Around this time I remember Cindy Crawford famously saying in an interview “Even I don’t look like Cindy Crawford in the morning.”
This recently popped up in conversation with my teenage daughter. She’s at that age where she’s becoming far more aware of her looks, and the mirror in the bathroom is a far more frequent visitor.
Like all women, and possibly men (though I haven’t had men talk about this experience openly with me ever), we are very prone to being critical of what we are observing on those moments looking at ourselves getting ready at the start of each day. When my daughter was recently being critical of the way she looks and talking unkindly of herself it occurred to me to share this with her...

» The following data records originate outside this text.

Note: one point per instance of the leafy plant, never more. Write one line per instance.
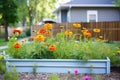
(62, 46)
(53, 77)
(11, 75)
(34, 69)
(2, 65)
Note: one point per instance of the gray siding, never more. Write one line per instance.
(104, 14)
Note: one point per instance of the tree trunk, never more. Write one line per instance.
(6, 30)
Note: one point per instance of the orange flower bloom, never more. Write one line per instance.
(16, 31)
(77, 25)
(68, 32)
(17, 45)
(40, 38)
(48, 26)
(100, 37)
(108, 50)
(84, 31)
(87, 34)
(52, 47)
(96, 30)
(42, 31)
(32, 38)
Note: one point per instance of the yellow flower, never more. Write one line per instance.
(100, 37)
(96, 30)
(17, 45)
(108, 50)
(87, 34)
(61, 27)
(48, 26)
(76, 45)
(76, 25)
(34, 31)
(118, 52)
(1, 56)
(40, 38)
(52, 47)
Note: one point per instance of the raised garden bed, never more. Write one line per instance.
(97, 66)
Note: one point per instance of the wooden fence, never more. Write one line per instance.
(110, 30)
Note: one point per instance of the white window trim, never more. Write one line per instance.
(92, 12)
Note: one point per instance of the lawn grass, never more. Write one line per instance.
(3, 42)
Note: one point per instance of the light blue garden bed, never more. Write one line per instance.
(97, 66)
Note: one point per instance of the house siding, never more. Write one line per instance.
(58, 16)
(104, 14)
(64, 16)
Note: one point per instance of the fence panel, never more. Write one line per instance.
(110, 30)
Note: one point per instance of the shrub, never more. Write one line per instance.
(63, 46)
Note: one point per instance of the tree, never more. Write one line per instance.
(8, 10)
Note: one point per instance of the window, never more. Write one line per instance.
(92, 16)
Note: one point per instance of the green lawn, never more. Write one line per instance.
(2, 42)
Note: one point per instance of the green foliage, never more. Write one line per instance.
(8, 9)
(3, 42)
(11, 75)
(34, 69)
(53, 77)
(2, 65)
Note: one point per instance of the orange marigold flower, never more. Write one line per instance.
(32, 38)
(17, 45)
(108, 50)
(85, 30)
(15, 31)
(100, 37)
(97, 39)
(76, 25)
(61, 27)
(52, 47)
(68, 32)
(96, 30)
(40, 38)
(87, 34)
(48, 25)
(34, 31)
(42, 31)
(48, 33)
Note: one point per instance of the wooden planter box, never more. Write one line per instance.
(97, 66)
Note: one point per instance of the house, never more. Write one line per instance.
(88, 11)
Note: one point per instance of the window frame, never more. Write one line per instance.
(93, 12)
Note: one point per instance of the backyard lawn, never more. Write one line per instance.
(2, 42)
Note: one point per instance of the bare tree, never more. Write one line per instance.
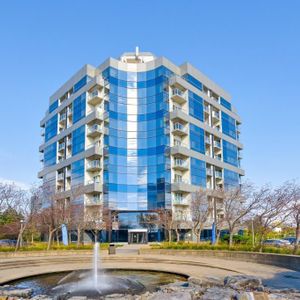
(179, 221)
(237, 204)
(95, 220)
(273, 209)
(293, 196)
(165, 221)
(201, 210)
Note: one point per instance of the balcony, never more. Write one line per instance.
(217, 144)
(61, 147)
(178, 96)
(60, 177)
(179, 129)
(218, 174)
(94, 130)
(69, 112)
(93, 165)
(180, 164)
(209, 172)
(206, 109)
(218, 157)
(215, 115)
(178, 201)
(95, 97)
(95, 200)
(62, 117)
(207, 140)
(94, 185)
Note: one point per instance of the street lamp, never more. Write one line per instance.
(21, 232)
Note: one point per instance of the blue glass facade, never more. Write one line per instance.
(195, 106)
(136, 177)
(53, 106)
(81, 83)
(228, 125)
(198, 172)
(79, 107)
(197, 138)
(225, 103)
(51, 128)
(193, 81)
(50, 155)
(230, 153)
(77, 176)
(231, 179)
(78, 140)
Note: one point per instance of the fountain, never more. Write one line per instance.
(95, 264)
(96, 282)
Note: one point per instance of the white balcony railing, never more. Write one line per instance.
(60, 176)
(217, 144)
(93, 164)
(216, 115)
(94, 128)
(218, 174)
(61, 146)
(180, 163)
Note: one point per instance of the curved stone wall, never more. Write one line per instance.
(286, 261)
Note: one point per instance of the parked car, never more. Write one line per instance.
(291, 239)
(7, 243)
(276, 243)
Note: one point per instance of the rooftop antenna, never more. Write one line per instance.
(136, 51)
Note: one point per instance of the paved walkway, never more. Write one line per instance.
(127, 257)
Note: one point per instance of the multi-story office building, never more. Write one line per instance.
(140, 134)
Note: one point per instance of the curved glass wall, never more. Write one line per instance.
(136, 174)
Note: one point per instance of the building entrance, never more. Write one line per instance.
(137, 236)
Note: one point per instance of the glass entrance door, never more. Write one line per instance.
(137, 237)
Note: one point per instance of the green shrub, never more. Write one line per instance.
(221, 247)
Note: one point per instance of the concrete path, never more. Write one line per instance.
(23, 265)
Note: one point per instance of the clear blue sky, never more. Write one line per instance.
(250, 48)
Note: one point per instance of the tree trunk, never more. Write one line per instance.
(297, 237)
(218, 237)
(177, 235)
(18, 243)
(50, 239)
(230, 238)
(170, 235)
(57, 238)
(196, 232)
(78, 236)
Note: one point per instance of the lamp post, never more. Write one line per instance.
(253, 236)
(21, 232)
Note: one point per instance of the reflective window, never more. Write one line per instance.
(79, 105)
(198, 172)
(228, 125)
(230, 153)
(136, 175)
(81, 83)
(53, 106)
(77, 176)
(225, 103)
(193, 81)
(195, 106)
(231, 179)
(51, 128)
(50, 155)
(78, 140)
(197, 138)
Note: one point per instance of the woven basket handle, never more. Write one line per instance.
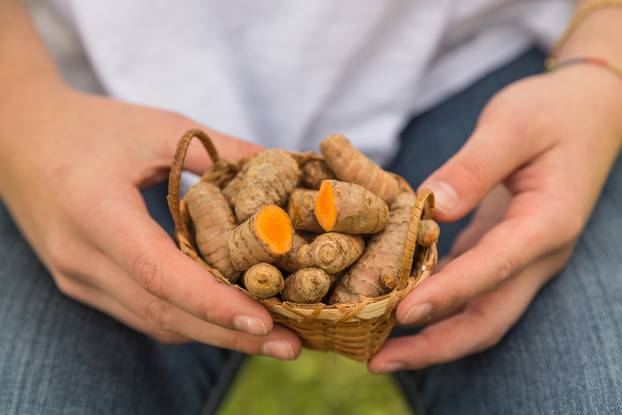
(174, 179)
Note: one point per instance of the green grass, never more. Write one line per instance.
(317, 383)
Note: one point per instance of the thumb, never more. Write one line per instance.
(490, 155)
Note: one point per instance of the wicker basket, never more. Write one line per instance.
(354, 330)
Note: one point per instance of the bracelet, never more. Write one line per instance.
(584, 11)
(552, 64)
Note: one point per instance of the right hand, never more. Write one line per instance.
(72, 166)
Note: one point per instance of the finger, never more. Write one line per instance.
(481, 325)
(488, 214)
(168, 324)
(168, 318)
(144, 251)
(99, 300)
(502, 252)
(494, 150)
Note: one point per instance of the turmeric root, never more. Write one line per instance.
(387, 259)
(350, 165)
(264, 280)
(307, 285)
(301, 210)
(232, 188)
(314, 172)
(213, 222)
(269, 178)
(428, 232)
(290, 262)
(264, 237)
(331, 251)
(349, 208)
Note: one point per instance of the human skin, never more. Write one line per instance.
(545, 144)
(72, 165)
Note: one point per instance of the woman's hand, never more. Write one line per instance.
(549, 141)
(72, 166)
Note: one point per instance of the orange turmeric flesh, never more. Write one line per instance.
(275, 229)
(325, 209)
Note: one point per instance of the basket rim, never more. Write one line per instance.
(365, 309)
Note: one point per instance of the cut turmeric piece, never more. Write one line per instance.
(264, 280)
(264, 237)
(349, 208)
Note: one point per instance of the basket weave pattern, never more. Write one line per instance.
(354, 330)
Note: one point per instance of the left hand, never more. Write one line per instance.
(551, 141)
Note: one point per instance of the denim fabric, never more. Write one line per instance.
(565, 355)
(60, 357)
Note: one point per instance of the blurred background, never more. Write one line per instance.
(268, 386)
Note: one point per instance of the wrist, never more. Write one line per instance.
(596, 97)
(597, 35)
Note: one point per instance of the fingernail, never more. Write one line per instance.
(417, 313)
(445, 196)
(279, 349)
(250, 325)
(389, 367)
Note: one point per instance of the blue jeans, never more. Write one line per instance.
(564, 355)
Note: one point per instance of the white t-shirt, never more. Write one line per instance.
(287, 72)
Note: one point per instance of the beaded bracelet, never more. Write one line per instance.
(584, 11)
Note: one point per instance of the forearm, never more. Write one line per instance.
(596, 35)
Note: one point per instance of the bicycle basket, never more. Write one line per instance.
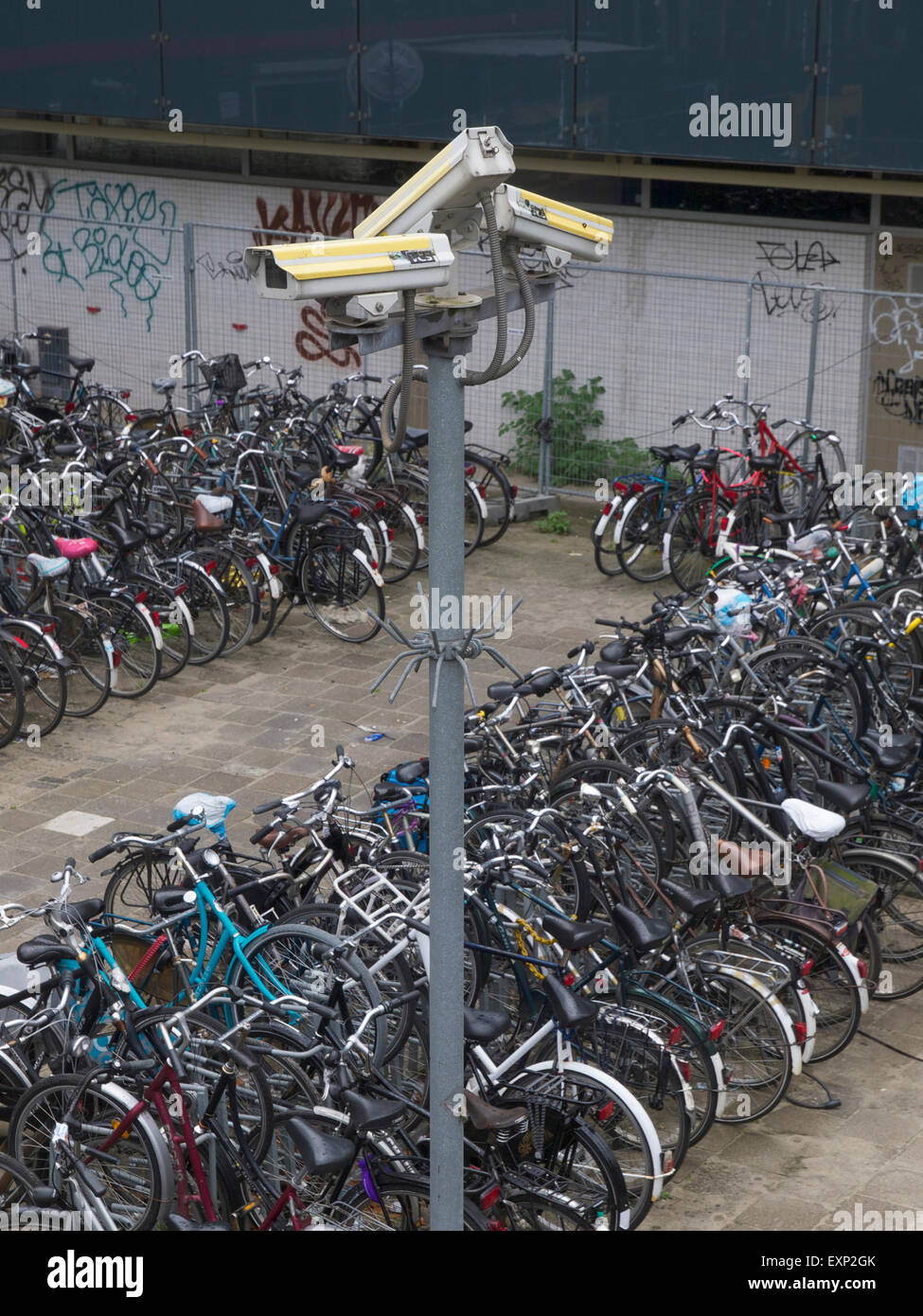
(336, 535)
(839, 888)
(224, 373)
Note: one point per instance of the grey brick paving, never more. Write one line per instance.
(244, 726)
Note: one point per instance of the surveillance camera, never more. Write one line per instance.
(561, 229)
(474, 162)
(347, 267)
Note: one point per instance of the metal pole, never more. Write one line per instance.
(189, 303)
(447, 785)
(545, 441)
(748, 329)
(812, 358)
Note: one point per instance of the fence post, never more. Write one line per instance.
(812, 357)
(545, 439)
(188, 297)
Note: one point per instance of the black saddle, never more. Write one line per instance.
(371, 1112)
(642, 932)
(485, 1025)
(845, 798)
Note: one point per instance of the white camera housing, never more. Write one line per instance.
(352, 269)
(561, 229)
(477, 161)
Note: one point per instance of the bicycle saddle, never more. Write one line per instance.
(616, 670)
(81, 911)
(845, 798)
(707, 461)
(43, 951)
(680, 634)
(486, 1116)
(892, 756)
(814, 822)
(568, 1008)
(127, 541)
(485, 1025)
(765, 463)
(642, 932)
(182, 1225)
(75, 549)
(47, 567)
(323, 1153)
(689, 899)
(613, 651)
(572, 934)
(544, 682)
(309, 513)
(371, 1112)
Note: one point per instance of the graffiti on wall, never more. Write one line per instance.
(123, 235)
(778, 262)
(901, 395)
(228, 266)
(896, 323)
(23, 195)
(334, 215)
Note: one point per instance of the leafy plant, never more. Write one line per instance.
(577, 454)
(555, 523)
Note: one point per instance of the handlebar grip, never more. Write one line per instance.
(257, 836)
(137, 1066)
(265, 809)
(401, 1001)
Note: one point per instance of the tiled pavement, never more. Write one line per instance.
(244, 726)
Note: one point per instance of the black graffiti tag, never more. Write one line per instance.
(901, 395)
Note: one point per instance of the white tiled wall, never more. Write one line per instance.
(659, 344)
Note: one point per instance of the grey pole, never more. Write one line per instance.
(447, 783)
(191, 327)
(545, 442)
(748, 330)
(812, 358)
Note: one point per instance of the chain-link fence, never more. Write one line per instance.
(630, 347)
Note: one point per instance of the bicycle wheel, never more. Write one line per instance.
(340, 590)
(754, 1048)
(135, 658)
(90, 654)
(639, 537)
(17, 1187)
(696, 1059)
(133, 1171)
(829, 982)
(690, 541)
(404, 535)
(208, 606)
(269, 601)
(239, 586)
(610, 1112)
(43, 675)
(400, 1205)
(497, 493)
(12, 699)
(302, 961)
(474, 517)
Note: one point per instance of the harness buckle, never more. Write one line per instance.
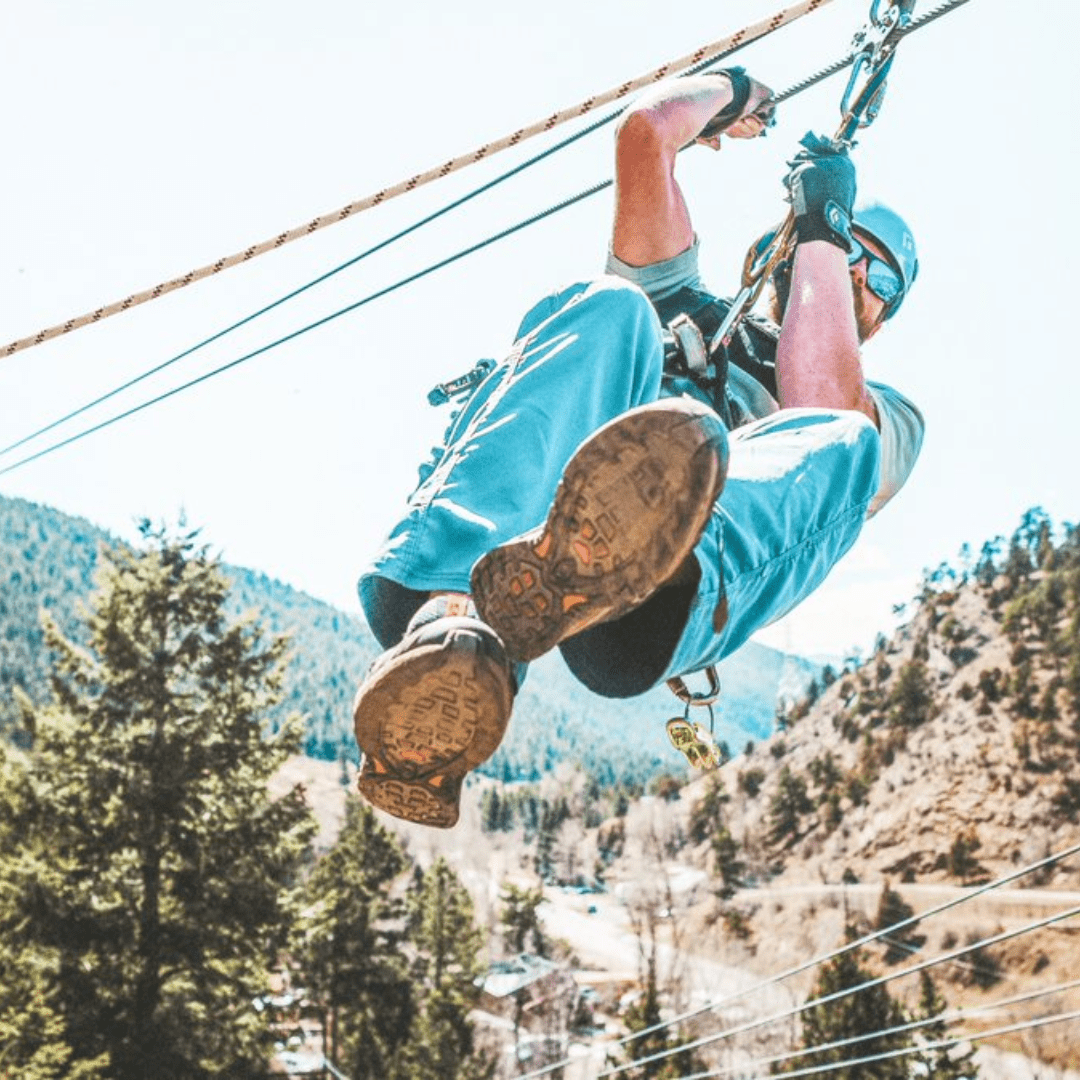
(443, 392)
(691, 342)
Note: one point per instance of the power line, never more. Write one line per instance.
(966, 898)
(304, 329)
(949, 1016)
(839, 995)
(835, 954)
(747, 34)
(907, 1051)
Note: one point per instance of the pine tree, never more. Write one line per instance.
(350, 945)
(861, 1016)
(942, 1064)
(521, 925)
(893, 909)
(661, 1042)
(152, 872)
(446, 944)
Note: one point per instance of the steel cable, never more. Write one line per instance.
(907, 1051)
(673, 67)
(839, 66)
(835, 954)
(839, 995)
(381, 245)
(949, 1016)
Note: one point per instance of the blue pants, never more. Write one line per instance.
(798, 485)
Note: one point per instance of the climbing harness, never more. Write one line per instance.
(709, 52)
(444, 392)
(688, 737)
(743, 39)
(874, 50)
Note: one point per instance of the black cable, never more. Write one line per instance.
(839, 66)
(318, 281)
(310, 326)
(454, 204)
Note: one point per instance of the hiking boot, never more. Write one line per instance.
(630, 508)
(432, 709)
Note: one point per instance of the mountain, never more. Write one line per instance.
(952, 753)
(48, 561)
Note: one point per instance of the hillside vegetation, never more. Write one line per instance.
(48, 563)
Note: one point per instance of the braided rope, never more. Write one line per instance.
(673, 67)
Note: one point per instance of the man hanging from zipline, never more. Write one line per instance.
(645, 508)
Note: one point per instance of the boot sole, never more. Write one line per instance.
(631, 507)
(423, 721)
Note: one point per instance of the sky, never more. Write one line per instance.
(143, 140)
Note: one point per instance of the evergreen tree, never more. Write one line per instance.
(942, 1064)
(350, 945)
(861, 1016)
(521, 925)
(893, 909)
(787, 806)
(643, 1015)
(152, 864)
(446, 969)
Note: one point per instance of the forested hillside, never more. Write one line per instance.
(48, 563)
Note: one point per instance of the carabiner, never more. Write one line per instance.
(689, 698)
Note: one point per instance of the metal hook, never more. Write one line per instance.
(678, 687)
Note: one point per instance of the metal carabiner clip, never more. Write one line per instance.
(689, 698)
(874, 45)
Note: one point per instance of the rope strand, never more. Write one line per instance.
(673, 67)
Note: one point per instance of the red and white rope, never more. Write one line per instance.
(674, 67)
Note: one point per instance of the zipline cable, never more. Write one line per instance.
(948, 1016)
(839, 995)
(382, 244)
(673, 67)
(603, 185)
(835, 954)
(295, 334)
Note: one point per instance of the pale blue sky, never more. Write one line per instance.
(144, 139)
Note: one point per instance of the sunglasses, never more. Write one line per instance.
(881, 279)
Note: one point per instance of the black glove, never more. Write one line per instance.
(822, 190)
(733, 110)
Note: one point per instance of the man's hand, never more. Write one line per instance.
(822, 191)
(750, 112)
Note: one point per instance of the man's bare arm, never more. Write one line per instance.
(651, 219)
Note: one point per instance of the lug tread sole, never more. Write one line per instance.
(631, 507)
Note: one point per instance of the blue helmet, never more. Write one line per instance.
(890, 230)
(875, 220)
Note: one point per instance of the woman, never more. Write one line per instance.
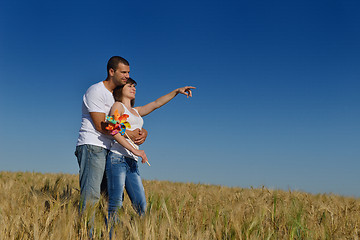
(121, 163)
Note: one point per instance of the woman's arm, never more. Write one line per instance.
(122, 140)
(148, 108)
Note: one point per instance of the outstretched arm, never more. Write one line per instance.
(148, 108)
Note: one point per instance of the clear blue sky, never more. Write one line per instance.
(277, 98)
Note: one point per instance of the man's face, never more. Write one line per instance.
(121, 74)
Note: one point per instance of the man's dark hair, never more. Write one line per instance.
(114, 62)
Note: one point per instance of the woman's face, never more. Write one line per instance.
(129, 91)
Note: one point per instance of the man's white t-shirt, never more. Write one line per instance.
(96, 99)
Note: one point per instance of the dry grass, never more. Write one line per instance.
(45, 206)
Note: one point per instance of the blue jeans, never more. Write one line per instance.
(123, 172)
(91, 160)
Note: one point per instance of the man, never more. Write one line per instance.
(94, 140)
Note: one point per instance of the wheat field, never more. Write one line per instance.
(45, 206)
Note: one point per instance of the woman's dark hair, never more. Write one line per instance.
(117, 92)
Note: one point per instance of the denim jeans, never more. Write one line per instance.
(123, 172)
(91, 160)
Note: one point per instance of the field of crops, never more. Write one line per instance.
(45, 206)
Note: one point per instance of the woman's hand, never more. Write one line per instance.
(186, 90)
(141, 153)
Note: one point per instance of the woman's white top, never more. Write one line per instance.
(135, 121)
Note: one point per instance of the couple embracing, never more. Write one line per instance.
(99, 152)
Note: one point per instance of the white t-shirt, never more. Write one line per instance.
(135, 121)
(96, 99)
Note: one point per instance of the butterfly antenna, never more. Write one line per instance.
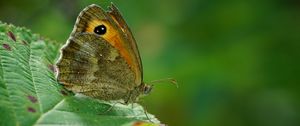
(165, 80)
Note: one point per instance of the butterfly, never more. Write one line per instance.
(101, 58)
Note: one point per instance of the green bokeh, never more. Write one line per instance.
(236, 61)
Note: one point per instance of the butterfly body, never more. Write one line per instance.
(101, 59)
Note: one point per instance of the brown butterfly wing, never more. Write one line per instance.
(115, 13)
(90, 18)
(91, 66)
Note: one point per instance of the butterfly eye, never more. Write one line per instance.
(100, 30)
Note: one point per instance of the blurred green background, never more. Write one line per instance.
(236, 61)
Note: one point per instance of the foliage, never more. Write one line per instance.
(30, 94)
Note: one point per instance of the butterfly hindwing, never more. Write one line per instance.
(91, 66)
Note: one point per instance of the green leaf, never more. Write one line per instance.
(30, 94)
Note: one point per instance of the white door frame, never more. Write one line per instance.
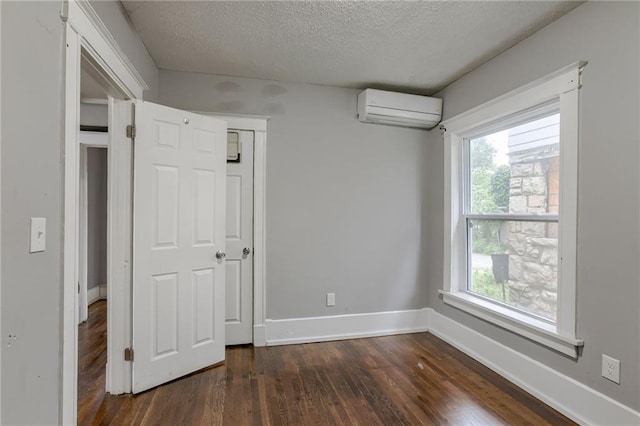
(257, 124)
(86, 37)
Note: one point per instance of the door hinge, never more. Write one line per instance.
(128, 354)
(131, 131)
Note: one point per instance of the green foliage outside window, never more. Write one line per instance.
(489, 194)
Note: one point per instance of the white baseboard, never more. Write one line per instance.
(96, 293)
(572, 398)
(340, 327)
(259, 335)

First thing I want to say is that I could have quite easily told her she is beautiful, for that is truly what I see her when I look at her, but I knew this wasn’t helpful. Let’s face it, being given compliments and positive feedback does very little to change our experience, and to be honest I find it a bit of a poor direction to take her in terms of understanding how she feels about herself.
The conversation went something like this....
Daughter – “I look ugly today.”
Me – “There are 2 things you might want to take into account before you jump to that conclusion.
Firstly. As you look in the mirror what you are seeing is not a true representation of your face. It is a mirror reflection that has effectively ‘flipped’ your face to reverse. This is why if you’re wearing a top with writing, you can’t read it properly.
Secondly. You are not really ‘seeing’ your face as it truly is.
Of course your eyes take in the wavelengths of light to the retina at the back of your eye and the tiny cells respond. BUT this information is then interpreted through thought. You’re not actually seeing an exact representation of your face, it’s an illusion dependent on your thought.
In fact everything we experience through our senses is interpreted through thought. This is why when we are feeling in an irritated mood we are unlikely to like what we see. We will be critical of what we look at and assume the problem is about the thing we are looking at, and not the filter through which we are seeing.
This is why when we are present and ‘in the moment’, we like what we see in the mirror. When we are truly in the moment, it is not possible to bring in criticism or judgement, for that can only come from a place of comparison, which has to bring in thoughts of the past or the future".
I then continued to tell the story of Cindy Crawford’s famous quote.
I explained to her that if you could pick the most beautiful women in the world do you think that they don’t have the experience of not liking what they see in the mirror on some days?
That gives us a massive clue to interpreting our thought versus what is really there – i.e. what the world considers to be the image of beauty. No matter how beautiful a woman may ‘appear’ in the eyes of the rest of the world, there is no woman on this planet that doesn’t have days where she experiences a less than satisfactory experience when she looks in the mirror.
If only ALL women knew that learning to be present would give freedom to see the beauty in themselves, and that when they don’t like what they see, it has a whole lot to do with thought and very little to do with what is really there.